London chair Arun Birla (pictured) said of the additions: ‘It’s a leading team that has joined us and it reflects the momentum we have across our hires here and in New York, for example. We are being very strategic, and they are going to be meaningful strategic investments that are forward looking and take into account the overall macroeconomic and geopolitical trends.’
This continues Paul Hastings’ bullish London growth strategy, which saw 41% revenue growth for 2021. Other additions for 2022 included Jason Brooks to its structured credit team from CMS and private equity partner Tom Cartwright from Morgan Lewis, who joined in June. Birla added: ‘We are not being shy about our aim to be over 200 fee-earners soon, we are taking out more office space. We are very positive about where we are going in London.’
Elsewhere in the City, private equity hires have continued at pace. Mayer Brown has boosted its capabilities with the addition of Paul Rosen from Katten Muchin Rosenman. Perry Yam, head of Mayer Brown’s private equity practice, said: ‘Undoubtedly private equity has proven to be a form of corporate deal that generates valuable work for a number of practices in a firm, so once you’ve attracted and retained confidence in a private equity house, the whole firm benefits, both in transactional work and bolt-on work from their portfolio companies, so we are keen to double up our team in this space.’
Also in this space, Linklaters has lost Daniel Gendron to Willkie Farr, while Tony Downes has joined Sidley from Proskauer.

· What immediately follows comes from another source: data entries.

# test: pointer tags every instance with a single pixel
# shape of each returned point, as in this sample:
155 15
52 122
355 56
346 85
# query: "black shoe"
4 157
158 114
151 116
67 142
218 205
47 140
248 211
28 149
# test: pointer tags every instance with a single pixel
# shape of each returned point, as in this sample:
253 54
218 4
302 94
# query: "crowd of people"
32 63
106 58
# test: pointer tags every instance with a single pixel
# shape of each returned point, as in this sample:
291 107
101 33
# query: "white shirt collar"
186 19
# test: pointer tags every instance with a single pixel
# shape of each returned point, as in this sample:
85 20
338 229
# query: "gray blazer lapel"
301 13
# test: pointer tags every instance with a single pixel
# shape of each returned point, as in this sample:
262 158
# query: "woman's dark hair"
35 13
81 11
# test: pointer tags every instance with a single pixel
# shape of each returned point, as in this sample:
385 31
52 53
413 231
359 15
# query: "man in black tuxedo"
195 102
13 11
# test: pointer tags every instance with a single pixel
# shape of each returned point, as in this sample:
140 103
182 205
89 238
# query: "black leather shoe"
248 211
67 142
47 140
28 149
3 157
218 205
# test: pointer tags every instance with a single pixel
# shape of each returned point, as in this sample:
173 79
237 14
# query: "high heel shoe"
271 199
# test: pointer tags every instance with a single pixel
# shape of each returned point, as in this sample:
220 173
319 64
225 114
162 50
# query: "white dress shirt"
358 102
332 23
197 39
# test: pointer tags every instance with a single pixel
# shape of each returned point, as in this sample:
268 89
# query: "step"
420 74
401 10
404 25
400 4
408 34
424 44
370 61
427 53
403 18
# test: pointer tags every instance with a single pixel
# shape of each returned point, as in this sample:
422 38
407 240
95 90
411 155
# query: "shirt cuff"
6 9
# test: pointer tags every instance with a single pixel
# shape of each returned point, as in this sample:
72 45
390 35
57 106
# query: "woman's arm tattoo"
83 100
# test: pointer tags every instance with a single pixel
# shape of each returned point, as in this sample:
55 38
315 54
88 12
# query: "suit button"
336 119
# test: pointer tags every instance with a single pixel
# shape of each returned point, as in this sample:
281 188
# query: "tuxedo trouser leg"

‘It’s a leading team that has joined us and it reflects the momentum we have across our hires here and in New York.’ Arun Birla, Paul Hastings
Meanwhile, notable hires from key London players recently include White & Case hiring M&A partner Di Yu from Slaughter and May. She brings experience across public and private M&A transactions, joint ventures, equity raisings, large-scale corporate reorganisations and listed company corporate advisory matters. Elsewhere, Freshfields Bruckhaus Deringer has recruited private credit, special situations lending and restructuring partner Lisa Stevens from Kirkland & Ellis.
Across the pond, recently established City disputes boutique Pallas Partners has made its US intentions known with the hire of Duane Loft in New York. Managing partner Natasha Harrison, who launched the firm just five months ago, said that a US base was always going to be an important part of the strategy. ‘What we see now is that everything is on that New York-London axis, so it’s quite unusual to have a UK-only dispute or investigation or arbitration. Often you will be litigating in England while doing discovery in the US, or vice versa, so having that joined up service is really important.’
Loft joins from Boies Schiller Flexner, with a practice that complements the London office and Harrison’s expertise in acting for US hedge funds, investment managers, asset managers and private equity houses in their European litigation. Said Harrison: ‘Duane acts for a lot of my clients in the US already, so his practice is symbiotic to mine. He also has the same value system as me, which is important. He is very collegiate, very collaborative and very entrepreneurial – and just an outstanding lawyer.’
Also in New York, it was two in, one out for Linklaters. After losing US head of cyber security Erez Liebermann to Debevoise in June, it hired structured finance and derivatives duo Joseph Gambino and Peter Williams from Alston & Bird. Gambino and Williams bring expertise in collateralised loan obligation transactions.
Finally, in August, Dechert hired Douglas Mannal and Stephen Zide in New York. The duo joined from Kramer Levin Naftalis & Frankel, and have a breadth of experience acting on both the creditor and debtor sides of bankruptcy and restructuring matters.